Before anybody worries about all this morning routine that I do on my own, please know that I love this north life. And the fight with the cold. It doesn’t happen often. I have everything I need with which to work out these ordinary problems and I’m perfectly safe. The challenge is mind clearing and I even get some exercise out of it. There’s nothing quite like sitting down to my first cup of fresh brewed coffee, after a general stirring of fires, to plan the attack of the morning.

While occupied with the cold morning I have been thinking about the word “forbearance”. Sometimes I have taken a word or a phrase for the year as a theme for what’s happening or being planned. I gave it some thought again earlier this year, but it’s been too hard to even make sense of all that goes on these days, so I ditched that romantic idea. It was “shelter” last year and look what happened. We moved twice and had to “shelter in place” off and on for you-know-what. So I have kind of moved on from such notions.
Anyway, forbearance is a word that I think we could get our hands around to some good use as we walk into the unknowns of 2021. We all need it from others and I certainly can learn to be better at offering it to others, myself. We don’t seem to get to choose what’s coming, but we can choose how we do what comes.
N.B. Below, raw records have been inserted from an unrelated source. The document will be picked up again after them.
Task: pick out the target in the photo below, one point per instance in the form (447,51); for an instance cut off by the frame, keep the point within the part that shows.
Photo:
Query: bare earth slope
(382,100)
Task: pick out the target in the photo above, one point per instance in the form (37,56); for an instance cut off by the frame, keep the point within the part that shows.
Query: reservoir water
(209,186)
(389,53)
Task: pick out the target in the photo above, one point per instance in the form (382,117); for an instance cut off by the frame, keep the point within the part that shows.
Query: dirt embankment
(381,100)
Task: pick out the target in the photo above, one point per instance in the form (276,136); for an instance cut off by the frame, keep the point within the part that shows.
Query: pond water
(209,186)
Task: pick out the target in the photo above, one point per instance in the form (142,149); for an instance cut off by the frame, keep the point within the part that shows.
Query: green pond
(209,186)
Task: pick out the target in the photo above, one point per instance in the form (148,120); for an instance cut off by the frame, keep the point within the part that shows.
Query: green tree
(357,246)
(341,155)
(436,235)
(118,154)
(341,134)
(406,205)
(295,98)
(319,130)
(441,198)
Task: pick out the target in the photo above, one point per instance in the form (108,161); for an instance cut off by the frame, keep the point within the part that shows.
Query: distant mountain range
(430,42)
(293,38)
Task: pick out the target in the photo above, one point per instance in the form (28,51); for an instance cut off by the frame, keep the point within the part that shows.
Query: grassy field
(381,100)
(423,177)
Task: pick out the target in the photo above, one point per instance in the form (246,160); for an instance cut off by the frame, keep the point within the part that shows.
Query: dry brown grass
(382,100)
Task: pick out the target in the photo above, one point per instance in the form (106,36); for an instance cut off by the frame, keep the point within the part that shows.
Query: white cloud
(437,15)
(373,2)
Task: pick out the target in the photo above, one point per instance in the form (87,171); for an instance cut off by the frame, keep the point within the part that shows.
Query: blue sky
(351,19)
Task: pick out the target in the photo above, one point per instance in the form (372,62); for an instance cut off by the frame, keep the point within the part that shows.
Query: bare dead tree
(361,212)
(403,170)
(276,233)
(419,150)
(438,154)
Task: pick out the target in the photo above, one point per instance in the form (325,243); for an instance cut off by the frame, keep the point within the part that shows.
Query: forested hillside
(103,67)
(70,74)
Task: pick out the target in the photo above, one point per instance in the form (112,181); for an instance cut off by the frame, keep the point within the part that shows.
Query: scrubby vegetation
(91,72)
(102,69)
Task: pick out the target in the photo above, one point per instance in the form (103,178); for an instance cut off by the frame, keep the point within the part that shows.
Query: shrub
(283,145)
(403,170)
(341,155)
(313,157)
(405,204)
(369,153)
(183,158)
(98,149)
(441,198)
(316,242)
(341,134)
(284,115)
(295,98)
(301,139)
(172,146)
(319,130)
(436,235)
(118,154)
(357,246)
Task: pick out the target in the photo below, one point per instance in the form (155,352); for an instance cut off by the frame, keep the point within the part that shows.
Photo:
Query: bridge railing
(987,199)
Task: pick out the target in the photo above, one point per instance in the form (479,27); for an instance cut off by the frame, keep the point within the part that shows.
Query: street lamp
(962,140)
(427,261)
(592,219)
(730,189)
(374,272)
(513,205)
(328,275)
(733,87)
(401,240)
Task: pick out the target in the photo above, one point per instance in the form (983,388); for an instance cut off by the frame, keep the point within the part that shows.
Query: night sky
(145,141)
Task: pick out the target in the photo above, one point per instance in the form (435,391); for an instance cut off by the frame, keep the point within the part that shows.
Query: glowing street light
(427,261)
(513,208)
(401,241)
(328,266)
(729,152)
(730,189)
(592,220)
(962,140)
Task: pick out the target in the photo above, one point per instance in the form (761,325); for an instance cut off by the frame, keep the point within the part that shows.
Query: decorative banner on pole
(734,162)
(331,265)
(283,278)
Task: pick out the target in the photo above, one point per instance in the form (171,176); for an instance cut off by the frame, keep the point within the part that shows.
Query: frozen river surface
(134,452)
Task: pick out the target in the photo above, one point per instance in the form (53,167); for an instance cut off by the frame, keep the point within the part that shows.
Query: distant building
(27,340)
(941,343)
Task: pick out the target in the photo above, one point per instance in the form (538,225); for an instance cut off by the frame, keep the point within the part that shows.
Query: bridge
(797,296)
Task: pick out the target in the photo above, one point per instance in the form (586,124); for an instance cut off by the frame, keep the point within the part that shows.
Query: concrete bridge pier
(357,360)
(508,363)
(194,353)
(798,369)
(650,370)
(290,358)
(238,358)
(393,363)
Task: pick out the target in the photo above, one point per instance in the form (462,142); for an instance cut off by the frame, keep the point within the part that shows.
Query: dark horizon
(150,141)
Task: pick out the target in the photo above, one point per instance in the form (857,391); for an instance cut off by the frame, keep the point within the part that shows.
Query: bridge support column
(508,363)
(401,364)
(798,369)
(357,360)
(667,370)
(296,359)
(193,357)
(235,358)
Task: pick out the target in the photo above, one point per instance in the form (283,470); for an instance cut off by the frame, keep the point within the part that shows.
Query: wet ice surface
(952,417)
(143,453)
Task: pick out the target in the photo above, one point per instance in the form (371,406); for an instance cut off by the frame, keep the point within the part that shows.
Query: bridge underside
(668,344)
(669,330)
Another word that’s crossed my radar lately is “resilience”. This the theme for the upcoming Daughters of Promise magazine. I’ve been thinking about us girls at GBC and what we’ve been walking through, like every other person, of course, but seriously! We have resilience. We do resilience well. What is the alternative? I ask you! Christian women are resilient. It hasn’t been an easy climb. I mean, women I know best, including my daughters and sisters and friends from church have taken some fervent beatings. And they/we are getting up, dusting off, discovering we can still walk and are still walking, arm in arm. It is amazing. And I’m proud of them/us. Is there an alternative? I hate to think of it.

I don’t even know how to think in terms of not being resilient. The thing is, it doesn’t stay twenty below all day long. The temps come up after sunrise and that icy grip loosens just enough that you can get the pipes thawed and the firewood hauled. The motors start, again. Oh, the snow still crunches underfoot and it is still terribly cold, but there’s daylight and available fuel and strength for the day.
Therefore, as God's chosen ones, holy and dearly loved, put on compassion, kindness, humility, gentleness, and patience, bearing with one another and forgiving one another if anyone has a grievance against another. Just as the Lord has forgiven you, so you are also to forgive.